Nowe w Metropolii

34-latek jachał na dachu tramwaju. Nie powiedział dlaczego

Niezwykle nieodpowiedzialne i potencjalnie tragiczne w skutkach zachowanie 34-letniego mieszkańca Chorzowa zostało szybko ukarane przez miejscową policję. Mężczyzna, który wszedł na dach jadącego tramwaju, został zidentyfikowany i ukarany.

W miniony piątek media społecznościowe obiegło nagranie, na którym widać mężczyznę leżącego na dachu tramwaju, jadącego ulicą Katowicką w Chorzowie. Jak ustalono, mężczyzna wszedł na dach przez okno tramwaju i przejechał w ten sposób kilka przystanków, ignorując wszelkie zasady bezpieczeństwa. Jego zachowanie nie tylko narażało go na śmierć, ale również stwarzało zagrożenie dla innych uczestników ruchu drogowego oraz pasażerów tramwaju.

Nagranie wzbudziło szerokie oburzenie, szczególnie z powodu braku reakcji ze strony innych pasażerów, którzy byli świadkami zdarzenia, ale nie powiadomili o sytuacji motorniczego. Choć incydent mógł zakończyć się tragicznie, na szczęście nikomu nic się nie stało.

Policjanci z Chorzowa natychmiast podjęli działania w celu zidentyfikowania mężczyzny.
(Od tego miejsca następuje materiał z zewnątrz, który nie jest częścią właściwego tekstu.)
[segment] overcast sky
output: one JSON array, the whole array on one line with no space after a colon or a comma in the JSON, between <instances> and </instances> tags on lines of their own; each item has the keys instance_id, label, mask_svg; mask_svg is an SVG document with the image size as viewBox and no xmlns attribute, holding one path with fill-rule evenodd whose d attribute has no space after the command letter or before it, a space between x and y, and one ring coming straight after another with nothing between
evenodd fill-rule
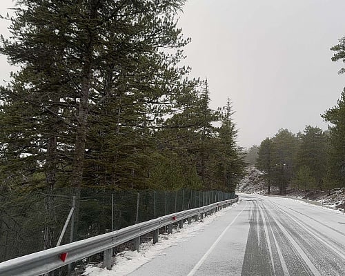
<instances>
[{"instance_id":1,"label":"overcast sky","mask_svg":"<svg viewBox=\"0 0 345 276\"><path fill-rule=\"evenodd\" d=\"M1 0L0 13L12 6ZM279 128L326 129L320 117L345 86L329 48L345 36L344 0L189 0L179 26L192 42L186 64L208 80L211 107L229 97L240 146L259 145ZM1 21L1 33L7 33ZM0 79L8 65L0 57Z\"/></svg>"}]
</instances>

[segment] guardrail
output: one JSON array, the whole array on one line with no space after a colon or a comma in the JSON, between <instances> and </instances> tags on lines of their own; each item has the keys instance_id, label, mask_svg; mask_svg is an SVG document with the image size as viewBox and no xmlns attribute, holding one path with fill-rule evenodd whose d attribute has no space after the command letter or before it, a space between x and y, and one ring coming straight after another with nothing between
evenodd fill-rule
<instances>
[{"instance_id":1,"label":"guardrail","mask_svg":"<svg viewBox=\"0 0 345 276\"><path fill-rule=\"evenodd\" d=\"M134 239L135 248L139 251L141 236L154 232L153 243L155 244L158 241L159 228L168 226L168 232L171 233L174 224L178 224L182 228L186 219L190 224L193 218L197 220L237 201L238 197L234 199L175 213L117 231L12 259L0 263L0 275L37 276L101 252L104 252L103 267L110 269L112 248Z\"/></svg>"}]
</instances>

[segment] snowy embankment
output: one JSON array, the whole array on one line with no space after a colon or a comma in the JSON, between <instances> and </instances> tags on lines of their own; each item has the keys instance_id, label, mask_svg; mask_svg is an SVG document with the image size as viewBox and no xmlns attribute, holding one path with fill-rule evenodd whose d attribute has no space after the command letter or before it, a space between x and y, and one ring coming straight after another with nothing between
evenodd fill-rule
<instances>
[{"instance_id":1,"label":"snowy embankment","mask_svg":"<svg viewBox=\"0 0 345 276\"><path fill-rule=\"evenodd\" d=\"M267 184L262 176L263 173L256 168L249 167L247 169L247 175L241 181L237 191L251 194L266 194ZM271 186L270 192L273 195L277 195L279 193L278 187ZM344 208L345 188L326 191L308 191L307 193L303 190L290 189L286 197L314 200L333 208Z\"/></svg>"},{"instance_id":2,"label":"snowy embankment","mask_svg":"<svg viewBox=\"0 0 345 276\"><path fill-rule=\"evenodd\" d=\"M197 235L210 224L214 219L224 215L229 208L237 204L224 208L219 212L204 217L201 221L193 221L191 224L184 224L184 228L174 230L172 234L159 235L158 242L153 245L152 240L140 244L140 252L126 249L113 257L115 263L111 270L101 268L101 264L90 265L86 267L83 275L86 276L121 276L127 275L155 257L164 255L165 249L178 243L184 242Z\"/></svg>"}]
</instances>

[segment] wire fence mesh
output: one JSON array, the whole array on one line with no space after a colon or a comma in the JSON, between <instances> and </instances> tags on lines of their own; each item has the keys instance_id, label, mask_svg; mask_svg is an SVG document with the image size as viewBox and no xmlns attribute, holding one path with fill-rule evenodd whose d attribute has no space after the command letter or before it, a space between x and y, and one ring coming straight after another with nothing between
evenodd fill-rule
<instances>
[{"instance_id":1,"label":"wire fence mesh","mask_svg":"<svg viewBox=\"0 0 345 276\"><path fill-rule=\"evenodd\" d=\"M61 244L233 198L235 193L215 190L84 188L75 201L75 222L69 222ZM0 262L55 246L72 202L68 189L3 193L0 205ZM71 226L72 224L74 226Z\"/></svg>"}]
</instances>

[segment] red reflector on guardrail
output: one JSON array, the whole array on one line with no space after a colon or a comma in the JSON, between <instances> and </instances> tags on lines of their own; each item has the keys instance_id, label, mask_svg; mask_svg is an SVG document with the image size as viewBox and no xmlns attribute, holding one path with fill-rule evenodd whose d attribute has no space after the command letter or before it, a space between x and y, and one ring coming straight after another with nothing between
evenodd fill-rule
<instances>
[{"instance_id":1,"label":"red reflector on guardrail","mask_svg":"<svg viewBox=\"0 0 345 276\"><path fill-rule=\"evenodd\" d=\"M61 259L61 260L62 262L65 262L65 261L66 261L66 258L67 258L67 255L68 255L68 253L61 253L61 254L60 255L60 256L59 256L59 257L60 257L60 259Z\"/></svg>"}]
</instances>

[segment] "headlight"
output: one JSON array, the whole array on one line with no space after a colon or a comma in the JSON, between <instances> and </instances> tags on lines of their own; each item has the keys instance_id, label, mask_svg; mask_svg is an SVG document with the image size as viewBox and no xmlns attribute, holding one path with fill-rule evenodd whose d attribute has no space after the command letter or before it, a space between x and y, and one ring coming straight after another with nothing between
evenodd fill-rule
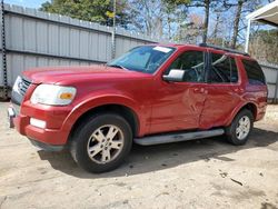
<instances>
[{"instance_id":1,"label":"headlight","mask_svg":"<svg viewBox=\"0 0 278 209\"><path fill-rule=\"evenodd\" d=\"M67 106L75 99L76 93L77 90L73 87L40 84L34 89L31 102L49 106Z\"/></svg>"}]
</instances>

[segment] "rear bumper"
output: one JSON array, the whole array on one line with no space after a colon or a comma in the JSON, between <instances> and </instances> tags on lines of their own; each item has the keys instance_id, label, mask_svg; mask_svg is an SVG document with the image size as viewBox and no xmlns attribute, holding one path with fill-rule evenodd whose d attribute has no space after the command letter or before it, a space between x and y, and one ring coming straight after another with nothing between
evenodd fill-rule
<instances>
[{"instance_id":1,"label":"rear bumper","mask_svg":"<svg viewBox=\"0 0 278 209\"><path fill-rule=\"evenodd\" d=\"M51 146L51 145L42 143L38 140L33 140L33 139L29 139L29 140L34 147L46 150L46 151L61 151L64 148L64 146Z\"/></svg>"}]
</instances>

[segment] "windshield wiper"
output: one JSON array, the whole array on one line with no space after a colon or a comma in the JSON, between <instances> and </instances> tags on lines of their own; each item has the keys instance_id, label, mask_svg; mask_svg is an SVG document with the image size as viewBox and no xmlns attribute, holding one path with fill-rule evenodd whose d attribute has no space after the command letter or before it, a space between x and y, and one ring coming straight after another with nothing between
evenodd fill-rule
<instances>
[{"instance_id":1,"label":"windshield wiper","mask_svg":"<svg viewBox=\"0 0 278 209\"><path fill-rule=\"evenodd\" d=\"M123 69L123 70L128 70L127 68L125 68L123 66L120 66L120 64L107 64L108 67L113 67L113 68L120 68L120 69Z\"/></svg>"}]
</instances>

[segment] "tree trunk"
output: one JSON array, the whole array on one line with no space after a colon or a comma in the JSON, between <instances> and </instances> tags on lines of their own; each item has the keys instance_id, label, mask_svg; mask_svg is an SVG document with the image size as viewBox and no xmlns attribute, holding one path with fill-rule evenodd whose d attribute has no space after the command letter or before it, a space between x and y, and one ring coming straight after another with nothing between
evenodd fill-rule
<instances>
[{"instance_id":1,"label":"tree trunk","mask_svg":"<svg viewBox=\"0 0 278 209\"><path fill-rule=\"evenodd\" d=\"M232 38L231 38L231 42L230 42L230 47L232 49L236 49L236 46L237 46L238 26L239 26L239 19L240 19L242 6L244 6L244 0L238 0L237 13L236 13L236 18L234 21L234 29L232 29L234 32L232 32Z\"/></svg>"},{"instance_id":2,"label":"tree trunk","mask_svg":"<svg viewBox=\"0 0 278 209\"><path fill-rule=\"evenodd\" d=\"M208 24L209 24L209 6L210 0L205 0L205 21L203 21L203 33L202 33L202 42L207 42L208 37Z\"/></svg>"}]
</instances>

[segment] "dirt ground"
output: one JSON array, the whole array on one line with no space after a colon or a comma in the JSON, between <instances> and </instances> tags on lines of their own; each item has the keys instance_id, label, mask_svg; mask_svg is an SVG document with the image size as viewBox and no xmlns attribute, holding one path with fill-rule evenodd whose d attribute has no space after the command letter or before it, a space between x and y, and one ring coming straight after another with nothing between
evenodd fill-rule
<instances>
[{"instance_id":1,"label":"dirt ground","mask_svg":"<svg viewBox=\"0 0 278 209\"><path fill-rule=\"evenodd\" d=\"M67 152L36 149L0 103L0 208L278 208L278 106L249 142L225 137L135 146L126 163L88 173Z\"/></svg>"}]
</instances>

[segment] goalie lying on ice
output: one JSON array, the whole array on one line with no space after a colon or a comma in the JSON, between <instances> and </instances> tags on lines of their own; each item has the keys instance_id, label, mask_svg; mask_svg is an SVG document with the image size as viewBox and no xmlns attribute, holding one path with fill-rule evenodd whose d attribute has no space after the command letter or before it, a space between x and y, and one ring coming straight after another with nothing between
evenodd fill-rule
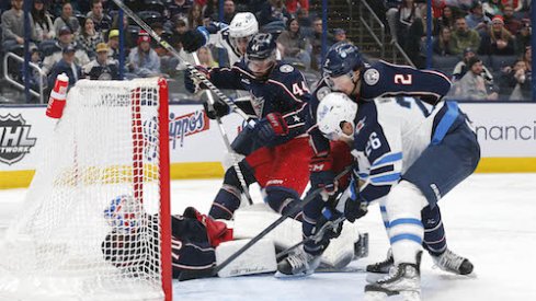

Wczoraj zabezpieczyli nagrania z monitoringu Tramwajów Śląskich oraz Miejskiego Zarządu Ulic i Mostów, które pozwoliły na dokładną analizę zdarzenia. Dzięki skrupulatnej pracy jednej z dzielnicowych, 34-latek został szybko rozpoznany jako mieszkaniec Chorzowa. Mężczyzna, zapytany o motywy swojego postępowania, nie potrafił udzielić sensownego wyjaśnienia.

Za swoje lekkomyślne zachowanie został ukarany mandatem karnym w wysokości 5000 złotych. Policja apeluje do mieszkańców o rozsądek i przypomina, że takie incydenty mogą mieć bardzo poważne konsekwencje. Ponadto, funkcjonariusze zwracają uwagę na konieczność reagowania na podobne sytuacje – wczesna interwencja może zapobiec tragedii.

Mieszkańcy Chorzowa liczą, że incydent ten będzie przestrogą dla innych, a szybka reakcja służb zapobiegnie podobnym przypadkom w przyszłości.